Yahoo in precarious position as CEO beckons Microsoft

Analysts mixed on whether the end of its Google deal sounds the death knell for Yahoo

"Would Microsoft be a good owner for them? It might make sense. The consumer media is the source of most of IT innovation these days. [Microsoft] has not been able to be competitive with Google in search, and they have not been competitive with Yahoo in portals. They should double down in the consumer Internet (space)," Card said.

However, he noted that Microsoft has never successfully pulled off a merger or acquisition with a company as large as Yahoo, and suggested that such a combination could lead to "a ton of blood on the highway."

Andrew Frank, an analyst at Gartner, noted that a Yahoo/AOL merger could hold promise for both companies. "They both face similar challenges in a down market for display advertising," he noted. "There could be some cost reductions base don eliminating redundancy in merging their operations.

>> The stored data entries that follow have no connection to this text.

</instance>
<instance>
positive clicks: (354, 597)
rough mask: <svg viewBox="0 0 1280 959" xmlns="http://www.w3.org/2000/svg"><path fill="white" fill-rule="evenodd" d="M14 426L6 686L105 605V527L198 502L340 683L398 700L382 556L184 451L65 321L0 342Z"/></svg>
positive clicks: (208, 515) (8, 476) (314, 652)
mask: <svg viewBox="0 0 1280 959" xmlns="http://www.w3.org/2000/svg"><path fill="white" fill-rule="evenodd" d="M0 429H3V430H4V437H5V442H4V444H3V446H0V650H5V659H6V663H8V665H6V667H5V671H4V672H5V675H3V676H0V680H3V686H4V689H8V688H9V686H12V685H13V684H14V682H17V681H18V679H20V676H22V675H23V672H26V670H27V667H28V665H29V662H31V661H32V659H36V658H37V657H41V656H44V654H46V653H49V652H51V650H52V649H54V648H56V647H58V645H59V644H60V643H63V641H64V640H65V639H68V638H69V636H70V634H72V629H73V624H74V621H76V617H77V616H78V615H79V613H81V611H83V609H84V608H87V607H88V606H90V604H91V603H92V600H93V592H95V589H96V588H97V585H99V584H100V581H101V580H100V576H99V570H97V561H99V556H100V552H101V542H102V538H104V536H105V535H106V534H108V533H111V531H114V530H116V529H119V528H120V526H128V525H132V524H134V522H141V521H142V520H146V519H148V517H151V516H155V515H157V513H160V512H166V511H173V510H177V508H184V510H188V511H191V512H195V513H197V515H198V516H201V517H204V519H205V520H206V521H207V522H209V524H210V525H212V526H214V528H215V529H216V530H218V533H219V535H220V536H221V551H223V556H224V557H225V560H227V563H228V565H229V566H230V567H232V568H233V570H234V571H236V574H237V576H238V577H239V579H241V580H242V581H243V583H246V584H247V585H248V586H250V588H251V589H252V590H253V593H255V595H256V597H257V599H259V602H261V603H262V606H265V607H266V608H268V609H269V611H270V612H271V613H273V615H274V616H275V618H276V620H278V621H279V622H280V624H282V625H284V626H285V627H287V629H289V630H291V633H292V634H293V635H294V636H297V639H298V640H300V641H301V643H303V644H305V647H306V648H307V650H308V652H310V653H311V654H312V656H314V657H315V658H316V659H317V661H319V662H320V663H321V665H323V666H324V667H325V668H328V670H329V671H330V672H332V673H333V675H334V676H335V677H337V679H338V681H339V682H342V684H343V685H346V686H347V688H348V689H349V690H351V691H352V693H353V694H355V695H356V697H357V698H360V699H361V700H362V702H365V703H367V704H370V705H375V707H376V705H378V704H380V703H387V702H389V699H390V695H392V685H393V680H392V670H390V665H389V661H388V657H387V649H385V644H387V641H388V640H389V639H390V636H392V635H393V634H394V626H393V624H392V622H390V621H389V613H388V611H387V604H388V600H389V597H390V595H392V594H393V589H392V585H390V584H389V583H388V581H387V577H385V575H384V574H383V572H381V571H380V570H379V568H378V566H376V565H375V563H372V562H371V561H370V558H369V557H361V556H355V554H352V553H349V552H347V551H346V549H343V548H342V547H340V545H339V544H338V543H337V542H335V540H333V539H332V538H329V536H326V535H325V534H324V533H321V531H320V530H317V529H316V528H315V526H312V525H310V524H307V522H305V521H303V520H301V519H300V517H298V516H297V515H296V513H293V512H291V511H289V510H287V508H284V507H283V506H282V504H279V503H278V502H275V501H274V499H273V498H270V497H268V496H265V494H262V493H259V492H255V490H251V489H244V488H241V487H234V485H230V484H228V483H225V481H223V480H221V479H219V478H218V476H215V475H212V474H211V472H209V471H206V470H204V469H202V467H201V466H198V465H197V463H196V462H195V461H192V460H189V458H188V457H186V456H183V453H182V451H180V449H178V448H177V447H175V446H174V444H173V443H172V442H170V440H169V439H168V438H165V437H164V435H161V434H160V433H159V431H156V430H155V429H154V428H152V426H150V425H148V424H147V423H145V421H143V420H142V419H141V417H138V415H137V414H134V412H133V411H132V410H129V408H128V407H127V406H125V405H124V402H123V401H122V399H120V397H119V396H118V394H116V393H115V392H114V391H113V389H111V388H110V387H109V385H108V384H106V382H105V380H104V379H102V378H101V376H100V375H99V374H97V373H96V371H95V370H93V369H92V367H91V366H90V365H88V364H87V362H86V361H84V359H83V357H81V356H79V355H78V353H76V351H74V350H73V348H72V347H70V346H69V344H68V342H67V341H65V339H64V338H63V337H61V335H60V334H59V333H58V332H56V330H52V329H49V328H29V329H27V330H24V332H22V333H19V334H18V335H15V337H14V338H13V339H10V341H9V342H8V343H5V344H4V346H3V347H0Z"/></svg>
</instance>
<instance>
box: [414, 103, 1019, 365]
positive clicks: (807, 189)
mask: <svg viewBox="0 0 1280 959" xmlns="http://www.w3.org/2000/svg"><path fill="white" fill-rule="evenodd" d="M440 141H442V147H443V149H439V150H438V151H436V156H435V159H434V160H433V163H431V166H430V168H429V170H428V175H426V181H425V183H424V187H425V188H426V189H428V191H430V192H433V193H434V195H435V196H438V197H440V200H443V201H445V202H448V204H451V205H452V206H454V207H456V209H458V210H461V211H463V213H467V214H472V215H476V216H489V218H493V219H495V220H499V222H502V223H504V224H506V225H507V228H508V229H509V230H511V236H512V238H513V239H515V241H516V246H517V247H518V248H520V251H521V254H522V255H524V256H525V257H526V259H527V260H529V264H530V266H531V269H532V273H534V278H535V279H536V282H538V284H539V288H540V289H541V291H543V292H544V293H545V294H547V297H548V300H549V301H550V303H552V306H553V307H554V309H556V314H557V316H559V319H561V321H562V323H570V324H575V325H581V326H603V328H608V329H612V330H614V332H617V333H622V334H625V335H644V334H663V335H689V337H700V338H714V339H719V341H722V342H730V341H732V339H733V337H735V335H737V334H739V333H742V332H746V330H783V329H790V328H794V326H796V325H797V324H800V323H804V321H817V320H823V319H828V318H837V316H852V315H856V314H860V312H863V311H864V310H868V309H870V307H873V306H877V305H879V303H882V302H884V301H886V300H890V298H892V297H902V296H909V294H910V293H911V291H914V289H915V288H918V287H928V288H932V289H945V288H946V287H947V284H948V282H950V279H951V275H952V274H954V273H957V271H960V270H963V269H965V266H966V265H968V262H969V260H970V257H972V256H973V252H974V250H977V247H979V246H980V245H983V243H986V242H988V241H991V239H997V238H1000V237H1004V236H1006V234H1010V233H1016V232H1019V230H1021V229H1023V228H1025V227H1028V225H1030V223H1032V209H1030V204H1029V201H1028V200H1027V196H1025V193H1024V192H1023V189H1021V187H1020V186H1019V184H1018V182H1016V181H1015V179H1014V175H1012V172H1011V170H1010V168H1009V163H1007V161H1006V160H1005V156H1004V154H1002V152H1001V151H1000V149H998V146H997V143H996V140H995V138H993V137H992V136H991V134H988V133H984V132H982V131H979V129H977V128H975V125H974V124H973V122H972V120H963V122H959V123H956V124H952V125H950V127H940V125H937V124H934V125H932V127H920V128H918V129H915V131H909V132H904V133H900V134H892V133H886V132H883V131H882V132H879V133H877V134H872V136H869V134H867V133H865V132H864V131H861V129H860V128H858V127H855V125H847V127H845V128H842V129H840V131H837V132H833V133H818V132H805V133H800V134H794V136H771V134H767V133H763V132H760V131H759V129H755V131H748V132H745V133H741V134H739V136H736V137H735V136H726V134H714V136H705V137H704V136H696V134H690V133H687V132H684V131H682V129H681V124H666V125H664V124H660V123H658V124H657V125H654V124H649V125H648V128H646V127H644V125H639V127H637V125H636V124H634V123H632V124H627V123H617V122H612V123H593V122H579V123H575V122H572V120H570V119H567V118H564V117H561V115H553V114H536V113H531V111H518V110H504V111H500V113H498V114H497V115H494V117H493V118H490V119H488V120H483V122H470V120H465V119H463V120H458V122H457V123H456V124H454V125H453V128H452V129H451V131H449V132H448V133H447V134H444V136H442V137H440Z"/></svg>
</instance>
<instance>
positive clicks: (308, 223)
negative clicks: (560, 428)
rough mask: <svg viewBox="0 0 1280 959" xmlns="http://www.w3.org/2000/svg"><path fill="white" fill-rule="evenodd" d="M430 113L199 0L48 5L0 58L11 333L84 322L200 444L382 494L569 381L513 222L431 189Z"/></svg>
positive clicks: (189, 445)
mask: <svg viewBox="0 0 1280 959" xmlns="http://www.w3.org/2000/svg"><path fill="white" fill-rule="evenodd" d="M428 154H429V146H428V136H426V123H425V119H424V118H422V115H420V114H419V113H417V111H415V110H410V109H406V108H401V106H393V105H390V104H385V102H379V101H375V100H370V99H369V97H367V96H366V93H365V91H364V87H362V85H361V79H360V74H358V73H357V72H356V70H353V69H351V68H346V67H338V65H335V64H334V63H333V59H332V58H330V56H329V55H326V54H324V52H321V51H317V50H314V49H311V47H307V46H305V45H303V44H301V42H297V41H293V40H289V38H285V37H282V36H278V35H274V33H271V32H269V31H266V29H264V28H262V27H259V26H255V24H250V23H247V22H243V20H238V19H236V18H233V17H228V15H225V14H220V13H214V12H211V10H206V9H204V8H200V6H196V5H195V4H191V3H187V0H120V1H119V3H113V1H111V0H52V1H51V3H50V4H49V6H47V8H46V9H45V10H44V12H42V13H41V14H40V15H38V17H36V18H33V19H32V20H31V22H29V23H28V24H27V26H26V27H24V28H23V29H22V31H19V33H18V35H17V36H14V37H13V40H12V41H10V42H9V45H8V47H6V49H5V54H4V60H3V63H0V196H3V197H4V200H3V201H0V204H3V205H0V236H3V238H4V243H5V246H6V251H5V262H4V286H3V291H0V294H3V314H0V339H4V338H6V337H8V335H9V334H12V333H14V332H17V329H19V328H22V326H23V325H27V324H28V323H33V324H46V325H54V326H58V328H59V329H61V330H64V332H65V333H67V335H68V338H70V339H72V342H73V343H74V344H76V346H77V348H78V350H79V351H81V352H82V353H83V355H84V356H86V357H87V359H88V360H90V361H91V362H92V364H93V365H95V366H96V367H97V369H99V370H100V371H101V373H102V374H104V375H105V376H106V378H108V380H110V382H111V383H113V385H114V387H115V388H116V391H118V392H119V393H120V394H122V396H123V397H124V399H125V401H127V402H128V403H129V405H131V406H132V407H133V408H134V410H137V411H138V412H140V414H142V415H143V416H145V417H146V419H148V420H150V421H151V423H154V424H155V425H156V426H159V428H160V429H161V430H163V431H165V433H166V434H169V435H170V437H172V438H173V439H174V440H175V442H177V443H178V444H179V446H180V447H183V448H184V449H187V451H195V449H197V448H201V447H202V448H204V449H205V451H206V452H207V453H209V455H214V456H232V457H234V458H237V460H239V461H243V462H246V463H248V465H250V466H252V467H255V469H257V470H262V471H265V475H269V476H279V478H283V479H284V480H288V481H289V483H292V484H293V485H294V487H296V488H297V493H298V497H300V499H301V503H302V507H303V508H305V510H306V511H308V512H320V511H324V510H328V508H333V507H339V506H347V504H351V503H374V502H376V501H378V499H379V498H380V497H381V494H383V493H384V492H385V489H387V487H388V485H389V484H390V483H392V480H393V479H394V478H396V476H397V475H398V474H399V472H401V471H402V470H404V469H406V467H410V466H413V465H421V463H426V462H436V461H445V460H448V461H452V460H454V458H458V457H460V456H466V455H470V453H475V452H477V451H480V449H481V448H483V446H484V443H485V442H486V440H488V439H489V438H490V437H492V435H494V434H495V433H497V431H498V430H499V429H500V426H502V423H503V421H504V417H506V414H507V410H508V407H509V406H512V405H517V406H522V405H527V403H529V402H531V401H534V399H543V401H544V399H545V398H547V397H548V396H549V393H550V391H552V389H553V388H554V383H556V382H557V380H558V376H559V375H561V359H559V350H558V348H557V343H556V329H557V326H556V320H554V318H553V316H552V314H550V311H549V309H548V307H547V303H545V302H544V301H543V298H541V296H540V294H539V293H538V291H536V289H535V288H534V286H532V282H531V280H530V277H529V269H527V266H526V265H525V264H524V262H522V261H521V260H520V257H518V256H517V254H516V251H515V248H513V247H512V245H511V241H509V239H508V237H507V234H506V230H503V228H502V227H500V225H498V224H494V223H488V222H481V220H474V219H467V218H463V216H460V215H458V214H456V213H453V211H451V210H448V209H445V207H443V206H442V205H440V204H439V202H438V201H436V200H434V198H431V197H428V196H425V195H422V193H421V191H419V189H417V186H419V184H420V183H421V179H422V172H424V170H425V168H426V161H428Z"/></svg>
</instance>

He added that the idea of Yahoo continuing solo is not "out of the question." One big indicator of Yahoo's survival chances will be how well its recently released digital display advertising platform performs. The platform is in the process of being tested by a consortia of newspapers.

If the test proves successful in "creating benefits for that particular class of publishers, [it] might signal some hope for Yahoo's ability to get past this current phase and do something much bigger in advertising."